4. En l'espèce, la société Quicksign soutient que son fonds de commerce apporté en nantissement a fait l'objet d'une valorisation par un cabinet d'expertise indépendant pour un montant de plus de 35,8 millions d'euros, dans un rapport du 6 février 2024, soit une valeur quatorze fois supérieure à celle de la dette fiscale. Toutefois, il est constant que cette évaluation a été réalisée à partir de la méthode dite " discounted cash flow ", qui consiste à déterminer la valeur d'un fonds de commerce en actualisant les flux de trésorerie futurs à partir d'une estimation des flux actuels auxquels est appliqué un taux d'actualisation reflétant le niveau de risque de l'activité et la structure financière de l'entreprise. Cette méthode projective, qui consiste, selon les termes du rapport d'évaluation produit, à " actualiser les flux de trésorerie prévisionnels à un taux de rendement approprié ", est fondée sur " une estimation des flux de trésorerie futurs, la détermination du taux de croissance à long terme et le calcul du taux d'actualisation reflétant la valeur temps des flux de trésorerie et le risque relatif à leur réalisation ". Ainsi que le relève le service en défense, cette méthode prospective, qui repose sur des projections spéculatives, ne présente pas un degré de sécurité suffisant de nature à garantir qu'il pourra effectivement, le cas échéant, céder le fonds de commerce à la valeur correspondant au montant de la dette fiscale. Il résulte par ailleurs de l'instruction, d'une part, que la société a enregistré des disponibilités pour un montant de près de 2 millions d'euros au 31 décembre 2023, que le résultat d'exploitation ne progresse pas de manière constante sur les quatre dernières années, que le chiffre d'affaires ne couvre pas le total des charges d'exploitation, et que le résultat d'exploitation a été déficitaire au titre des exercices 2018 à 2020. Dans ces conditions, le nantissement du fonds de commerce de la société Quicksign ne saurait être regardé comme apportant une garantie présentant un degré de sécurité et de disponibilité suffisant pour permettre le recouvrement de la créance fiscale en cas de défaillance de la société requérante.

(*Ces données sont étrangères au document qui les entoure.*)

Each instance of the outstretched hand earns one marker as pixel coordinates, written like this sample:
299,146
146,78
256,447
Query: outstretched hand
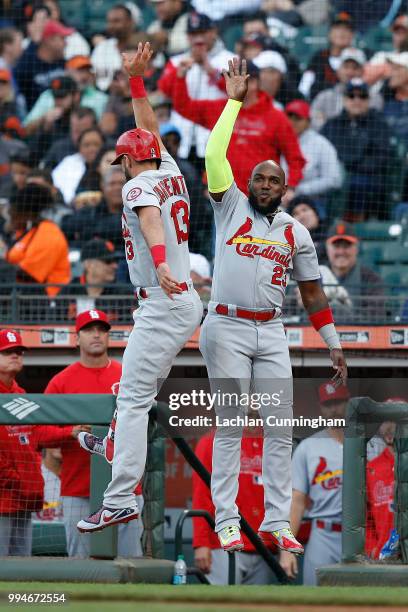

5. Il s'ensuit que la société Quicksign n'ayant pas proposé des garanties propres à assurer, au regard des critères de sécurité et de disponibilité, le recouvrement des impositions contestées, sa requête doit être rejetée en toutes ses conclusions.
O R D O N N E :
Article 1er : La requête de la société Quicksign est rejetée.
Article 2 : La présente ordonnance sera notifiée à la société Quicksign et à la directrice régionale des finances publiques d'Île-de-France et de Paris.
Fait à Paris, le 22 octobre 2024.
Le juge des référés,
J. SORIN
La République mande et ordonne au ministre de l'économie, des finances et de l'industrie en ce qui le concerne ou à tous commissaires de justice à ce requis en ce qui concerne les voies de droit commun contre les parties privées, de pourvoir à l'exécution de la présente décision.